Die ABC–Schützen erlernen heute in der Grundschule die „vereinfachte Ausgangsschrift”, die von der etwa 1953 eingeführten „Lateinischen Ausgangsschrift” abgeleitet wurde. Mit Ausgangs–Schrift wird eine Schrift bezeichnet, die zunächst einfach zu erlernen ist und im Laufe der Zeit individuell angepasst werden kann.

Anfang des 20. Jahrhunderts quälten sich die Schüler noch mit Feder–Kielen oder ebenso spitzen Stahlfedern, die speziell beim Schreiben gegen den Strich auf dem Papier hängen blieben und nicht selten Flecken, Kleckse oder gar kleine Stichwunden hinterließen. Der Verfasser hat selbst noch so eine „Tätowierung” am linken Zeigefinger.

Von 1924 bis 1931 wurden im Deutschen Reich zwei wesentliche Erleichterungen eingeführt: die Bandzug–Feder mit schräg abgeflachter Spitze sowie die von Ludwig Sütterlin entwickelte „Deutsche Schreibschrift” und Lehrmethode.

Jüngere Menschen können die Sütterlin–Schrift oft nicht mehr lesen. Manche von ihnen haben auch Probleme mit der damals für Druckwerke üblichen Fraktur. Da beide bei Dokumenten und Faksimiles aus der Zeit der Deutschen Reichsbahn–Gesellschaft wichtig sind, sollen sie hier kurz vorgestellt werden.

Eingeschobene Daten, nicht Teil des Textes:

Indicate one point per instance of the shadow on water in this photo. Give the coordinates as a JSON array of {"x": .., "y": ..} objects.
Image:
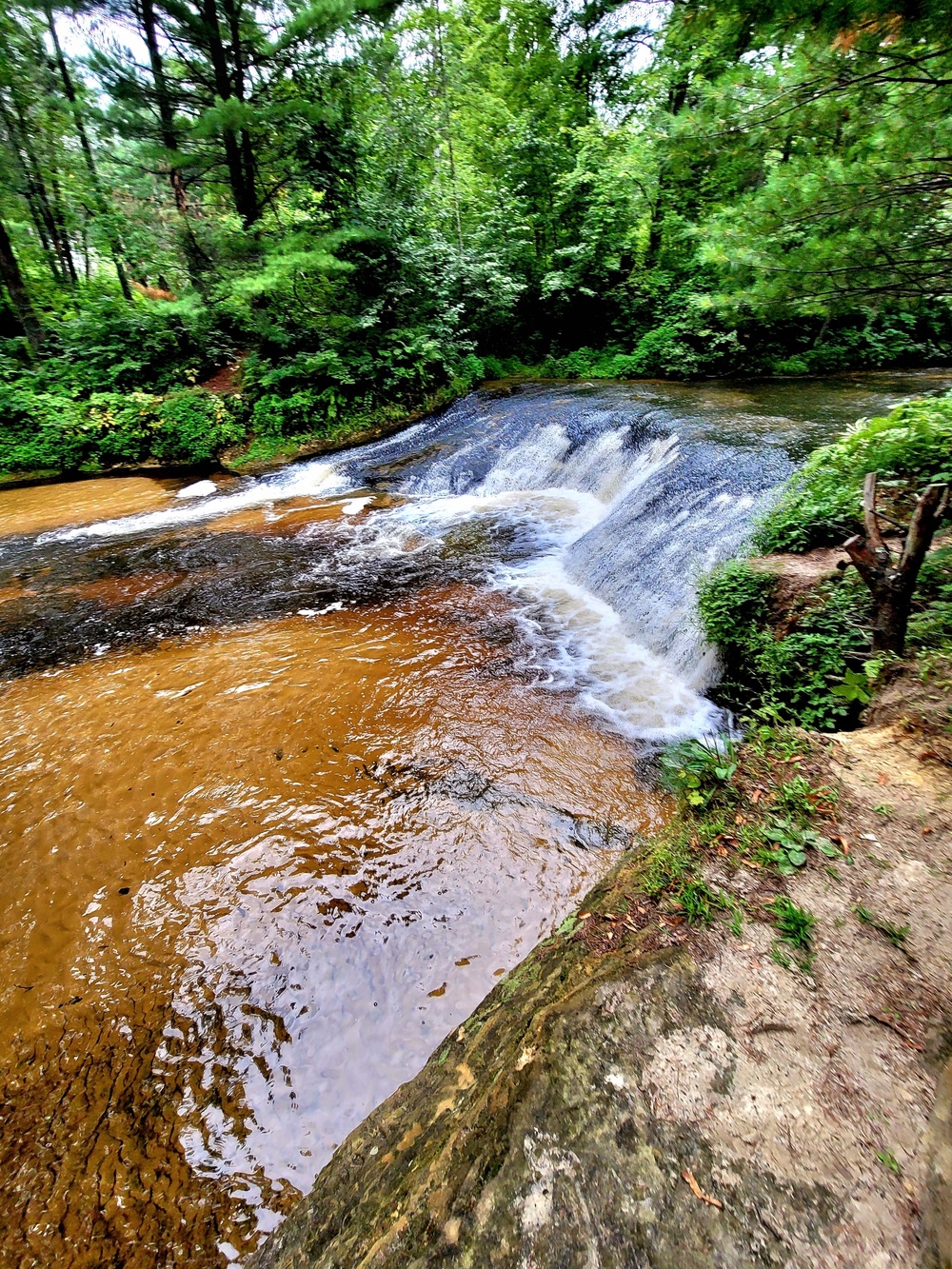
[{"x": 292, "y": 772}]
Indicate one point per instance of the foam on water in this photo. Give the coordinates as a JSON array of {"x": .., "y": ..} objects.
[
  {"x": 615, "y": 515},
  {"x": 314, "y": 480}
]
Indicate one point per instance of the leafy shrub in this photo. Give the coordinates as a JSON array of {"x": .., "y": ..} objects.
[
  {"x": 794, "y": 674},
  {"x": 41, "y": 431},
  {"x": 790, "y": 842},
  {"x": 822, "y": 504},
  {"x": 194, "y": 426},
  {"x": 931, "y": 624},
  {"x": 697, "y": 769}
]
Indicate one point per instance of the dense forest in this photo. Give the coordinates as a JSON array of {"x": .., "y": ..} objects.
[{"x": 345, "y": 210}]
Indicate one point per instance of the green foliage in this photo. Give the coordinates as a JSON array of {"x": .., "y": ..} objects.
[
  {"x": 795, "y": 924},
  {"x": 792, "y": 674},
  {"x": 700, "y": 770},
  {"x": 931, "y": 624},
  {"x": 855, "y": 686},
  {"x": 697, "y": 902},
  {"x": 788, "y": 843},
  {"x": 822, "y": 506},
  {"x": 889, "y": 1160},
  {"x": 897, "y": 936},
  {"x": 56, "y": 433}
]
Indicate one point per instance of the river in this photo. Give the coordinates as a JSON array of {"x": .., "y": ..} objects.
[{"x": 295, "y": 768}]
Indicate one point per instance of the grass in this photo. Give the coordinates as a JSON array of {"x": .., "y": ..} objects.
[
  {"x": 795, "y": 924},
  {"x": 897, "y": 936},
  {"x": 741, "y": 804}
]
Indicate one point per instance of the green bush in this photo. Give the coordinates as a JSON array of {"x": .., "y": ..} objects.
[
  {"x": 193, "y": 426},
  {"x": 931, "y": 624},
  {"x": 42, "y": 431},
  {"x": 794, "y": 674},
  {"x": 822, "y": 504}
]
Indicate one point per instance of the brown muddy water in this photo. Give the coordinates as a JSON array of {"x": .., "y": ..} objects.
[{"x": 292, "y": 770}]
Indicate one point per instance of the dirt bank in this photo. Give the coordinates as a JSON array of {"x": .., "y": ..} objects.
[{"x": 644, "y": 1093}]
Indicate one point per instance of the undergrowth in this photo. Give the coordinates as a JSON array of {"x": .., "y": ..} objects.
[
  {"x": 796, "y": 671},
  {"x": 745, "y": 804}
]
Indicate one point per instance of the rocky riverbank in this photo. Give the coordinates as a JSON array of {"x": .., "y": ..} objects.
[{"x": 647, "y": 1092}]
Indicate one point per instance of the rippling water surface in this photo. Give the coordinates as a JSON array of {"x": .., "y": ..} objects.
[{"x": 293, "y": 769}]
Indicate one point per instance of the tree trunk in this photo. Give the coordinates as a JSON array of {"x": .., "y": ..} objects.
[
  {"x": 87, "y": 149},
  {"x": 18, "y": 293},
  {"x": 893, "y": 583},
  {"x": 246, "y": 203}
]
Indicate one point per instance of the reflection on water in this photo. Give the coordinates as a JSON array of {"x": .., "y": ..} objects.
[
  {"x": 291, "y": 772},
  {"x": 286, "y": 860}
]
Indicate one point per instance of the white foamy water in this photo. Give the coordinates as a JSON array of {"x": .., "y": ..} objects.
[
  {"x": 314, "y": 480},
  {"x": 613, "y": 522}
]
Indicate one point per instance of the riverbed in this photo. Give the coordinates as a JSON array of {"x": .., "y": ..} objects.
[{"x": 295, "y": 769}]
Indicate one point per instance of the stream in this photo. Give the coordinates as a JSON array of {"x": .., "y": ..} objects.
[{"x": 295, "y": 768}]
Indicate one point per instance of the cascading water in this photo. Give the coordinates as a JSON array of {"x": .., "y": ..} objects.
[
  {"x": 601, "y": 521},
  {"x": 295, "y": 768}
]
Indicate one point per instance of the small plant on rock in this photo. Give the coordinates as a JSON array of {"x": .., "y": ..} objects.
[{"x": 700, "y": 769}]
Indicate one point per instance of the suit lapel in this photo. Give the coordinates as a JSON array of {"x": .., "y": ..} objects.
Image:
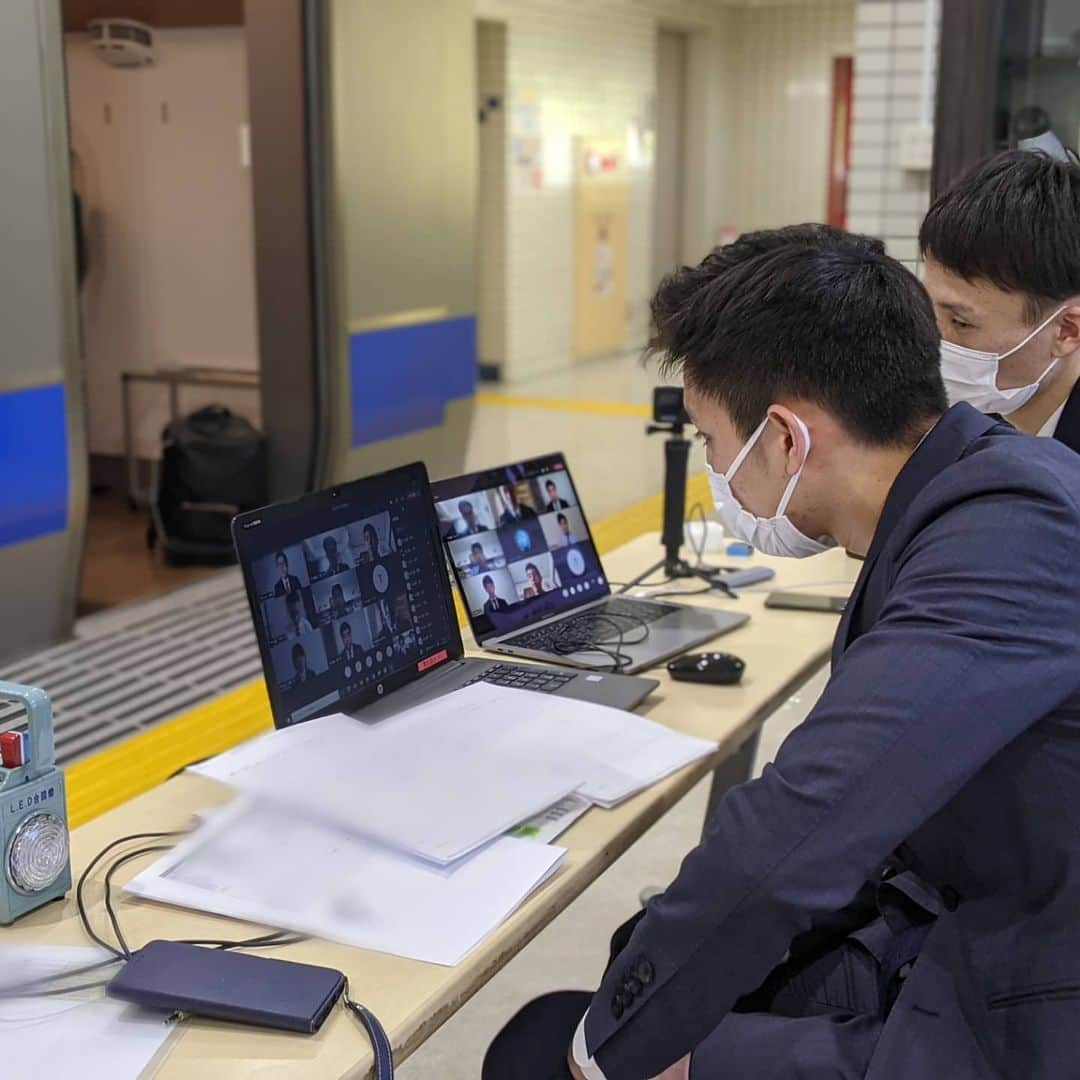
[
  {"x": 1068, "y": 427},
  {"x": 944, "y": 444}
]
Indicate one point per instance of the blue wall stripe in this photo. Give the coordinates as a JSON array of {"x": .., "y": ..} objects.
[
  {"x": 401, "y": 378},
  {"x": 34, "y": 463}
]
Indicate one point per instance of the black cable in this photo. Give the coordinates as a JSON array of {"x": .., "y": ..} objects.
[
  {"x": 568, "y": 644},
  {"x": 80, "y": 904},
  {"x": 13, "y": 991},
  {"x": 121, "y": 941}
]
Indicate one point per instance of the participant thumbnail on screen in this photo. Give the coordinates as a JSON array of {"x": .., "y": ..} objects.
[{"x": 466, "y": 516}]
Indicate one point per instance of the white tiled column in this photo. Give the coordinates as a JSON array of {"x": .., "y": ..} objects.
[{"x": 883, "y": 199}]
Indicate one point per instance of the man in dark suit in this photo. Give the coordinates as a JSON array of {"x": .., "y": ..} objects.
[
  {"x": 494, "y": 602},
  {"x": 516, "y": 511},
  {"x": 1002, "y": 267},
  {"x": 350, "y": 653},
  {"x": 554, "y": 502},
  {"x": 286, "y": 582},
  {"x": 895, "y": 896},
  {"x": 334, "y": 563}
]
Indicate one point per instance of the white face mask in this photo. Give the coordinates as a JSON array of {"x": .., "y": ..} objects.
[
  {"x": 972, "y": 376},
  {"x": 771, "y": 536}
]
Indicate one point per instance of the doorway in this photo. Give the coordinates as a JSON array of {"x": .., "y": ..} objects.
[
  {"x": 161, "y": 171},
  {"x": 671, "y": 163}
]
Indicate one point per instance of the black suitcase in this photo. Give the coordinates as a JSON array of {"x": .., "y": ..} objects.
[{"x": 213, "y": 467}]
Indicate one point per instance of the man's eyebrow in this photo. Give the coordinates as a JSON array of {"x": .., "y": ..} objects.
[{"x": 960, "y": 309}]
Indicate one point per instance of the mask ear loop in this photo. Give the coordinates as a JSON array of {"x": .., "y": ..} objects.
[
  {"x": 747, "y": 446},
  {"x": 790, "y": 490},
  {"x": 1034, "y": 335}
]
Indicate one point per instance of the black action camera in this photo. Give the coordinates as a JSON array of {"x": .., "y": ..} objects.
[{"x": 667, "y": 406}]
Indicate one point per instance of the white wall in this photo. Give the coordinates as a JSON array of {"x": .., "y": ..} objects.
[
  {"x": 885, "y": 200},
  {"x": 589, "y": 68},
  {"x": 167, "y": 206},
  {"x": 491, "y": 194},
  {"x": 758, "y": 95},
  {"x": 782, "y": 107}
]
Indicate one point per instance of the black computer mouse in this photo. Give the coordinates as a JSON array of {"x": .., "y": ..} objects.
[{"x": 721, "y": 669}]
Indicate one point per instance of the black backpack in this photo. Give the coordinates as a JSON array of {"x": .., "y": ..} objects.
[{"x": 213, "y": 467}]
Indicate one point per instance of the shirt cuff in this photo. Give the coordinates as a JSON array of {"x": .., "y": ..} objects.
[{"x": 589, "y": 1067}]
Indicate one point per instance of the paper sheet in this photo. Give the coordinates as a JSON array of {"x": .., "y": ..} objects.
[
  {"x": 436, "y": 781},
  {"x": 445, "y": 778},
  {"x": 261, "y": 863},
  {"x": 84, "y": 1035}
]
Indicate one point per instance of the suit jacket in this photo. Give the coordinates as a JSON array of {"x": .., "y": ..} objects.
[
  {"x": 294, "y": 581},
  {"x": 1068, "y": 427},
  {"x": 944, "y": 756}
]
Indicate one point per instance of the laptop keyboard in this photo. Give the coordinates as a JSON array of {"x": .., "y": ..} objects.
[
  {"x": 525, "y": 678},
  {"x": 589, "y": 625}
]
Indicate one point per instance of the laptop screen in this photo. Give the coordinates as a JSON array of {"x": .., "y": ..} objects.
[
  {"x": 348, "y": 593},
  {"x": 520, "y": 544}
]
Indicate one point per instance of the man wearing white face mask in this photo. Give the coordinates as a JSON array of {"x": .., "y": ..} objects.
[
  {"x": 895, "y": 896},
  {"x": 1002, "y": 267}
]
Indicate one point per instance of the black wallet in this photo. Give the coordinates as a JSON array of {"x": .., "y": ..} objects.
[{"x": 231, "y": 986}]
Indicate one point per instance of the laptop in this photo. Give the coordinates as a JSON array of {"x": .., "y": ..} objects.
[
  {"x": 532, "y": 582},
  {"x": 353, "y": 608}
]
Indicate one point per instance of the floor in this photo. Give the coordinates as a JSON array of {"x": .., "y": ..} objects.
[
  {"x": 118, "y": 566},
  {"x": 572, "y": 950},
  {"x": 596, "y": 414}
]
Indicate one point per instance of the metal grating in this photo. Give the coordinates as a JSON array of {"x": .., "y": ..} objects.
[{"x": 131, "y": 667}]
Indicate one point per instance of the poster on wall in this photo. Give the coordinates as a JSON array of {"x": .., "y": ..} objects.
[
  {"x": 526, "y": 152},
  {"x": 602, "y": 211}
]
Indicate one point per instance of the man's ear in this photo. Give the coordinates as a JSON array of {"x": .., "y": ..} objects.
[
  {"x": 1067, "y": 334},
  {"x": 783, "y": 421}
]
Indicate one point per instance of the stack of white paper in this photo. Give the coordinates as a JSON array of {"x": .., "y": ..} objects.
[
  {"x": 84, "y": 1035},
  {"x": 389, "y": 836},
  {"x": 260, "y": 863},
  {"x": 445, "y": 778}
]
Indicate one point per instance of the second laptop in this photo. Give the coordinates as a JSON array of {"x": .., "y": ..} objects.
[{"x": 532, "y": 581}]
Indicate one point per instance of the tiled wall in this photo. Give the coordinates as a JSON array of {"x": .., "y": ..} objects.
[
  {"x": 782, "y": 108},
  {"x": 586, "y": 68},
  {"x": 883, "y": 199}
]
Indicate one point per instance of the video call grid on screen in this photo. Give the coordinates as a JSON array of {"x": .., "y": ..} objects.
[
  {"x": 337, "y": 616},
  {"x": 535, "y": 556}
]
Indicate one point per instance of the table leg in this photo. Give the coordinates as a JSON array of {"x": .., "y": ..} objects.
[
  {"x": 729, "y": 773},
  {"x": 129, "y": 442}
]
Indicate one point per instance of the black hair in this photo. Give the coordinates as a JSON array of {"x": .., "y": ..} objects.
[
  {"x": 1014, "y": 221},
  {"x": 808, "y": 312}
]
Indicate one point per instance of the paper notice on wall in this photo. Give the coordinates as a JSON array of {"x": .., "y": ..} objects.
[
  {"x": 525, "y": 118},
  {"x": 527, "y": 162}
]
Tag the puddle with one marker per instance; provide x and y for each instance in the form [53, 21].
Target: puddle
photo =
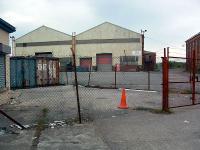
[4, 130]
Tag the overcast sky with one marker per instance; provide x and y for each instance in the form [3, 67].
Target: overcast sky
[168, 22]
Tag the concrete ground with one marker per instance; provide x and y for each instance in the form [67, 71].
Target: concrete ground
[141, 130]
[141, 127]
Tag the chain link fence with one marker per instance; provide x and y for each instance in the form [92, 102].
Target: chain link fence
[99, 86]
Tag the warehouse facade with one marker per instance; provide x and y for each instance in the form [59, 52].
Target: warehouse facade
[101, 47]
[5, 50]
[193, 44]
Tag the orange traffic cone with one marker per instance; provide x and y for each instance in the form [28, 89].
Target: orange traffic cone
[123, 104]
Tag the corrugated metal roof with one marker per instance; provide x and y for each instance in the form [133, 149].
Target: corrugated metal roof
[6, 26]
[198, 34]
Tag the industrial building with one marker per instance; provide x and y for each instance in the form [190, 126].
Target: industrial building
[5, 50]
[101, 47]
[193, 44]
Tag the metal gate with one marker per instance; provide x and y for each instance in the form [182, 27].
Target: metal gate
[180, 85]
[2, 71]
[104, 62]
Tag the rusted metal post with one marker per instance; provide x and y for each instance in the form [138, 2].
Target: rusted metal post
[90, 67]
[115, 76]
[193, 76]
[75, 73]
[165, 103]
[148, 79]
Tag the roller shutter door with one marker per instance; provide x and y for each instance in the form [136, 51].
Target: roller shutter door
[85, 63]
[2, 72]
[104, 62]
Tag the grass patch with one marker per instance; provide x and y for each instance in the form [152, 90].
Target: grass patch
[152, 110]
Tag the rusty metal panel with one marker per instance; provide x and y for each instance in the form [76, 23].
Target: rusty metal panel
[85, 63]
[104, 62]
[39, 72]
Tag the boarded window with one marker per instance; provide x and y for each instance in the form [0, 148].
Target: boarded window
[44, 54]
[128, 60]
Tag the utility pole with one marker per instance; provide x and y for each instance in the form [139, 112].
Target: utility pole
[142, 34]
[13, 45]
[73, 49]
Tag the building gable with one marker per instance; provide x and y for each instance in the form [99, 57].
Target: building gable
[43, 34]
[108, 30]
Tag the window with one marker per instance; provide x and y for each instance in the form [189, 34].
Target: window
[128, 60]
[44, 54]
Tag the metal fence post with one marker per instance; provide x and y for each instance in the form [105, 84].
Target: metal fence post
[75, 73]
[115, 76]
[193, 76]
[90, 67]
[165, 102]
[148, 79]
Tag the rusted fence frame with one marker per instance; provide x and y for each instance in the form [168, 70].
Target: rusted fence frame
[165, 63]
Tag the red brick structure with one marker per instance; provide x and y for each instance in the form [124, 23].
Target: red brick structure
[193, 44]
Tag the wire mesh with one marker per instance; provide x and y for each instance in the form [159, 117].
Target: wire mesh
[180, 85]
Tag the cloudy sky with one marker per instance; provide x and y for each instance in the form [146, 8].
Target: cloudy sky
[168, 22]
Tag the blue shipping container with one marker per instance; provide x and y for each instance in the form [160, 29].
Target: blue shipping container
[22, 72]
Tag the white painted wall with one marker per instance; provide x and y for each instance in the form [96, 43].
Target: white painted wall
[103, 31]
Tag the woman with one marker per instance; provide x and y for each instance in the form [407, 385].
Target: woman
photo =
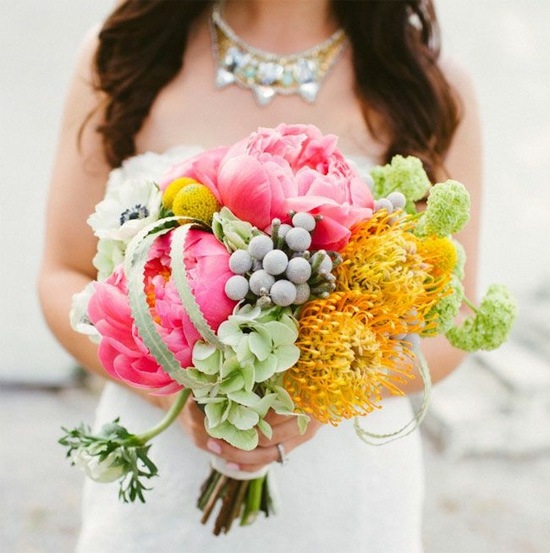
[145, 93]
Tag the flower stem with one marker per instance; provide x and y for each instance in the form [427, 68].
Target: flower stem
[170, 417]
[472, 306]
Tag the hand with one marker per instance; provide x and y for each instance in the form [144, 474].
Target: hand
[285, 431]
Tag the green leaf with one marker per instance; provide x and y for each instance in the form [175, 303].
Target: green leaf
[229, 365]
[243, 352]
[265, 429]
[207, 363]
[243, 397]
[265, 369]
[229, 333]
[247, 370]
[259, 346]
[216, 413]
[246, 440]
[280, 333]
[284, 400]
[263, 406]
[242, 417]
[233, 382]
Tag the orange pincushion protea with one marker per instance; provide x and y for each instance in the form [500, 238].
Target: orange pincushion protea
[347, 356]
[393, 268]
[353, 343]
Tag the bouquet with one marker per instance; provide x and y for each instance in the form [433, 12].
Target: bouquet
[268, 276]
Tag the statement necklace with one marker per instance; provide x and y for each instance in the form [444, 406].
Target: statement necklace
[268, 74]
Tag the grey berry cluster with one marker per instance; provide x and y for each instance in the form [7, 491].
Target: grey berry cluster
[394, 200]
[279, 269]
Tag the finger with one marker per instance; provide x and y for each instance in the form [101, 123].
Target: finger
[257, 456]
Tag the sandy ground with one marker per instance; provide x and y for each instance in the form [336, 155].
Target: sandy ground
[478, 504]
[488, 504]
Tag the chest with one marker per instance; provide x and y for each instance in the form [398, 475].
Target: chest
[192, 110]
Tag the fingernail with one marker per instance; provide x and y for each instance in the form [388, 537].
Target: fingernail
[214, 447]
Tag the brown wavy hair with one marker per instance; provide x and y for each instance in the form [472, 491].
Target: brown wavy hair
[395, 57]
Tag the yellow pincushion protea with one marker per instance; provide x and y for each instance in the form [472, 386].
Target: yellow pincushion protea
[440, 253]
[347, 357]
[392, 267]
[196, 202]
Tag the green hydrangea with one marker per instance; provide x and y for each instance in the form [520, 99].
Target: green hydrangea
[444, 312]
[240, 383]
[234, 233]
[458, 271]
[491, 324]
[405, 175]
[447, 210]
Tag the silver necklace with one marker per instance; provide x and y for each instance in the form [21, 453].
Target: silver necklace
[268, 74]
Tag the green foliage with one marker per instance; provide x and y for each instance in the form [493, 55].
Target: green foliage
[489, 327]
[405, 175]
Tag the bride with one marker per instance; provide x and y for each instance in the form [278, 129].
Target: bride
[161, 81]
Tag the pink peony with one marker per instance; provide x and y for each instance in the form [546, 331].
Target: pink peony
[274, 171]
[203, 168]
[122, 351]
[294, 167]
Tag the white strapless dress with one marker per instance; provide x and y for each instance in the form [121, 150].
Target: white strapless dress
[337, 494]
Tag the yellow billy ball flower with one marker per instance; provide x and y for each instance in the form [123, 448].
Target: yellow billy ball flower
[197, 202]
[173, 188]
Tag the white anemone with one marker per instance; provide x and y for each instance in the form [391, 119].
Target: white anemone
[126, 210]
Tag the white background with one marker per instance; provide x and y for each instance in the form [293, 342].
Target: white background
[504, 44]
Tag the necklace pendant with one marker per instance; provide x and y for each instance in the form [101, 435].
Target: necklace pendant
[224, 77]
[267, 74]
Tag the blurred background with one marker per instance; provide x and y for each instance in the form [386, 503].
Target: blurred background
[487, 437]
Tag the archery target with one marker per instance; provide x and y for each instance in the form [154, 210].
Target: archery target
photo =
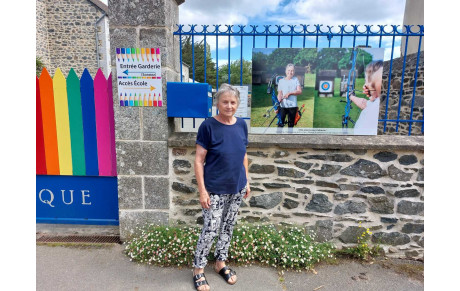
[325, 87]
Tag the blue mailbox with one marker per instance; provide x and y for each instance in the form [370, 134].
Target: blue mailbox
[189, 99]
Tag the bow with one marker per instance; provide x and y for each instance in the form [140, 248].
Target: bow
[350, 89]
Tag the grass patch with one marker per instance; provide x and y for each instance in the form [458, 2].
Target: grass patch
[78, 245]
[283, 247]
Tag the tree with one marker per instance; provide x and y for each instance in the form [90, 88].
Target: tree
[197, 58]
[259, 61]
[235, 72]
[332, 59]
[280, 57]
[306, 57]
[362, 59]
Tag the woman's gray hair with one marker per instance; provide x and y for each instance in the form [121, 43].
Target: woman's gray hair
[290, 65]
[226, 88]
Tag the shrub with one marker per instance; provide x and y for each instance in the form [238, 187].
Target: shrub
[285, 247]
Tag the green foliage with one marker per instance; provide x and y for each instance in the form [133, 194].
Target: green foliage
[306, 57]
[197, 56]
[39, 65]
[235, 70]
[280, 57]
[333, 59]
[285, 247]
[259, 61]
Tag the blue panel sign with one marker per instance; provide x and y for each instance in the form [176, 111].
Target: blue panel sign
[77, 200]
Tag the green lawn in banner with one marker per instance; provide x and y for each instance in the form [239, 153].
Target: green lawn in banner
[261, 101]
[329, 110]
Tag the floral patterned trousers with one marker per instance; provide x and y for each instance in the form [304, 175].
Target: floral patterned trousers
[219, 220]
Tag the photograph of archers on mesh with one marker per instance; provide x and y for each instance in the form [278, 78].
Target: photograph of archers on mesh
[282, 96]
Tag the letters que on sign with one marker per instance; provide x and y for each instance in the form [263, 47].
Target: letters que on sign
[48, 197]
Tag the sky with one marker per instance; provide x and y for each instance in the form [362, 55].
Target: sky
[284, 12]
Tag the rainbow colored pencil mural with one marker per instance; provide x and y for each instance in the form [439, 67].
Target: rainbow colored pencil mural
[75, 124]
[139, 81]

Wenn Sie auf dem PC die Sütterlin–Schrift oder Fraktur–Schriften setzen (sprich: verwenden) möchten: Sie finden etliche geeignete Schriftschnitte zu moderaten Preisen bei Fremde Seite Delbanco. Denken Sie bitte auch daran, dass damals noch die alte Rechtschreibung galt. Sie werden noch ein Problem bemerken: Die Verbindungs–Linien zwischen den einzelnen Buchstaben stimmen bei am PC gesetzten Schreibschriften oft leider nicht.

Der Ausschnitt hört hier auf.